In the beginning, every single line is hidden. The whole animation is done by computing time when a particular group needs to be shown. Each specific frame is timed relative to the previous element. When all lines are converted, SVG drawing is saved to disk and we are done! Now it can be open in a browser, and we can see the result of our animation.
After we are done with code, there is a question — where can we use termtosvg? Is SVG really a viable format that suit’s all our presentation needs?
Unfortunately… no. It’s working natively with Reveal.js, so it is still better than Asciinema, which was problematic to run with this popular CSS presentation framework.
Unfortunately, they are not working with Keynote. There is also a problem with converting SVG animation to formats supported by this tool.
The easiest way I found is… simply recording screen using QuickTime, as every conversion tool had its own quirks. That’s definitely not something we’re targeting — we could do it in the first place, without converting terminal to SVG.
The even sadder was that even Medium don’t support this format — it’s funny to see that platform that has dozens of tutorials “how to do SVG animations” don’t allow authors to demo any example due to the restriction of this blogging tool.

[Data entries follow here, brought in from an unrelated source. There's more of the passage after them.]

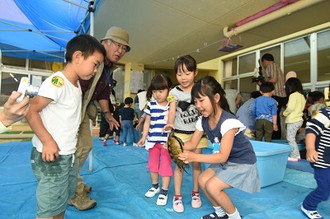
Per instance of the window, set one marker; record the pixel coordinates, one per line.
(323, 56)
(230, 68)
(297, 58)
(247, 63)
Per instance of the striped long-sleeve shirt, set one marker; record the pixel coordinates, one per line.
(320, 126)
(158, 119)
(274, 71)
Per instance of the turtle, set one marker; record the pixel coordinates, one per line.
(175, 147)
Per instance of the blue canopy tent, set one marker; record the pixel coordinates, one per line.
(40, 29)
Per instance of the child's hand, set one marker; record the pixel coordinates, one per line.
(187, 156)
(165, 146)
(312, 156)
(168, 127)
(140, 142)
(50, 151)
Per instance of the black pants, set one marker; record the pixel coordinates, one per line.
(282, 101)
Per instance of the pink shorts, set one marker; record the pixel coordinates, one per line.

I couldn’t too…
Concluding, while termtosvg itself was a fascinating tool and I learned a lot from digging through it (Pyte, how to use Python to fork shell process, a bit of SVG animation, JSON lines format), the SVG animations are a bit useless for now. They are not well supported by the ecosystem and probably we need to wait a few more years if we want them to be embraced. But if you have a good use case for SVG animation of the terminal output (and you know it will be supported), termtosvg is a great tool to use and even greater learning material.